Advanced Practice Providers Seen Filling Projected Urologist Void

We’re going to need those advanced practice providers, especially in rural areas where you don't have urologists.

The Society of Urologic Nurses and Associates (SUNA) is celebrating Urology Nurses and Associates Week. This annual event, held Nov. 1-7, provides an opportunity for employers and patients to recognize the important work of urology nurses in caring for patients of all ages.

And, as the number of private practice urologists across the U.S. declines, the role of advanced practice providers – especially nurse practitioners – will be even more important in private practice urology.

“[Urologists are] retiring at a much great rate than we see residents coming into urology and achieving certification,” Diane Neuman, a nurse practitioner, said in an April 2020 presentation on the future of urology. “We’re going to need those advanced practice providers, especially in rural areas where you don't have urologists. We also are going to need them to be able, especially nurse practitioners, to practice to the full of their capabilities.”

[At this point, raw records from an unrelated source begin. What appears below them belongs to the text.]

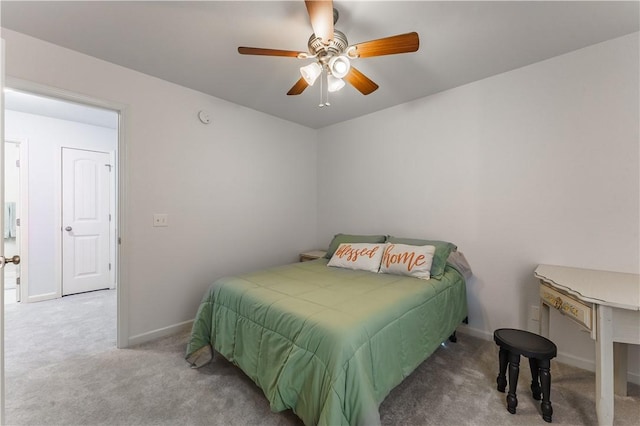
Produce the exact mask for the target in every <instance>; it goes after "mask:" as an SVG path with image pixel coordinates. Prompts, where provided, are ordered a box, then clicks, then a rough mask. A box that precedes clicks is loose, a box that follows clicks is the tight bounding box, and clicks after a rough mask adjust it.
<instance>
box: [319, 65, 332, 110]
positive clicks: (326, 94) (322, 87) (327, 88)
mask: <svg viewBox="0 0 640 426" xmlns="http://www.w3.org/2000/svg"><path fill="white" fill-rule="evenodd" d="M325 79H326V80H327V84H323V82H324V80H325ZM325 99H326V100H325ZM318 106H319V107H320V108H322V107H325V106H331V104H330V103H329V74H328V72H325V71H324V70H323V72H322V75H321V76H320V104H319V105H318Z"/></svg>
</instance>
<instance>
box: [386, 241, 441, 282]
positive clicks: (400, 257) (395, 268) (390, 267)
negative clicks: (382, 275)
mask: <svg viewBox="0 0 640 426" xmlns="http://www.w3.org/2000/svg"><path fill="white" fill-rule="evenodd" d="M435 252H436V248H435V246H410V245H407V244H393V243H387V244H386V245H385V248H384V251H383V253H382V262H381V263H380V273H381V274H395V275H408V276H410V277H416V278H420V279H423V280H428V279H429V278H431V263H432V262H433V255H434V254H435Z"/></svg>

The American Association of Clinical Urologists is projecting a shortage of 130,000 physicians by 2025, and half of this shortage is expected to be of specialty physicians like urologists. The organization also reports the average age of a urologist is 52, and close to half of urologists are 55 and older.

As the general population ages and the demand for urologists increases, advanced practice providers such as nurse practitioners and physicians’ assistants are expected to fill in the void left by retiring urologists.

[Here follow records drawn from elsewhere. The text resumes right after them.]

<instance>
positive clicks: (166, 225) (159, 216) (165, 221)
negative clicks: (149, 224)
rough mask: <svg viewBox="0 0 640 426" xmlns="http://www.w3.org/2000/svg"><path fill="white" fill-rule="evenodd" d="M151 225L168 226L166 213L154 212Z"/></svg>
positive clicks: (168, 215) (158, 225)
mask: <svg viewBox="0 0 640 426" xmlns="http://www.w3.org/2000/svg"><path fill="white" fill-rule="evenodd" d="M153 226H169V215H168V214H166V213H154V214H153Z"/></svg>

Nurse practitioners in urology may work with patients to diagnose and prescribe treatment for a variety of urinary tract issues or problems with the bladder or kidneys. Unlike registered nurses, nurse practitioners can prescribe medicine, order medical tests, and refer patients to other specialists when required.

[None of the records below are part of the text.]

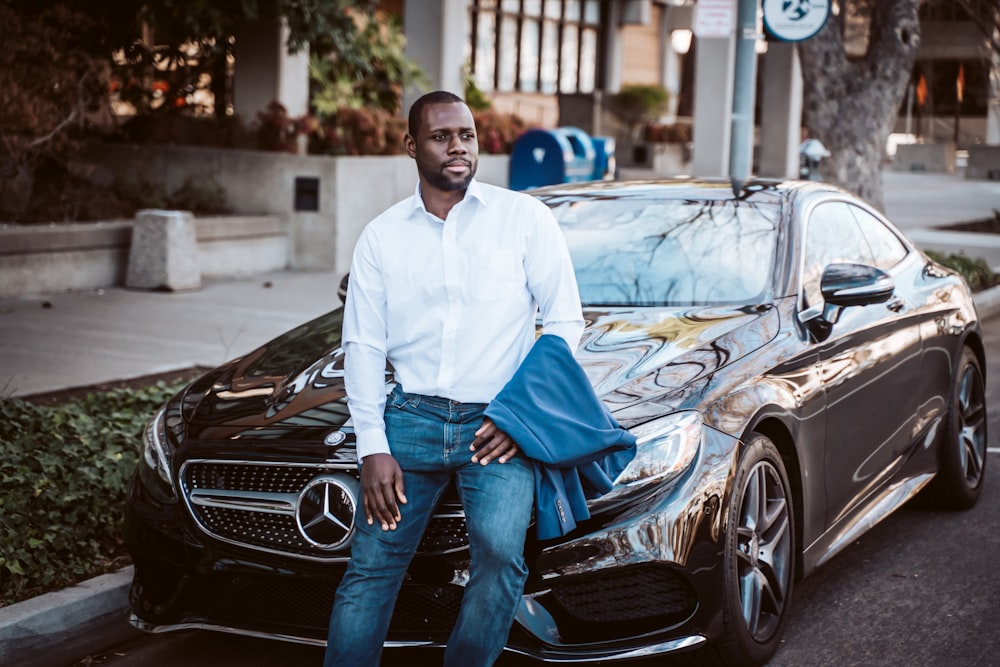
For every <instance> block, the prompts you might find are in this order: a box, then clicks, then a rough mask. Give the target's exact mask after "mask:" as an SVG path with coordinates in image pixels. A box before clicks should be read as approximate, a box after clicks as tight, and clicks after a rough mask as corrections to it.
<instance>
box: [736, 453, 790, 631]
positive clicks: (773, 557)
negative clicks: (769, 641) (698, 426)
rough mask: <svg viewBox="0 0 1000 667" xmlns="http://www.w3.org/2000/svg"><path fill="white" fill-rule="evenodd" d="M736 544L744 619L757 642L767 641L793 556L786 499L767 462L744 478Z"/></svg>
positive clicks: (738, 576)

For private practice urology, there is now a push for nurse practitioners to have formal training in cystoscopy, to address the decreasing number of physicians as the general population ages and demand for urologists will increase. SUNA recently developed an official training program for nurse practitioners to learn cystoscopy.  

Similarly, the American Urological Association (AUA) has advocated for advanced specialty training for nurse practitioners in urology.

The AUA supports a collaborative approach to patient care when it comes to advanced practice providers and physicians, according to a 2015 consensus statement on the subject.

There were more than 3,000 practicing nurse practitioners in private practice urology in 2012, according to the latest statistics from the AUA. In Nov. 2013, 62 percent of private practice urologists reported having advanced practice providers working in their offices.

“We're going to need more and more urologists, but that is probably not going to be the case,” Neuman said in her spring lecture, “NPs and PAs: The Future of Urology.”

“What you're going to see is that growth of the advanced practice provider, that nurse practitioner or physician assistant will grow in these urology practices,” she added.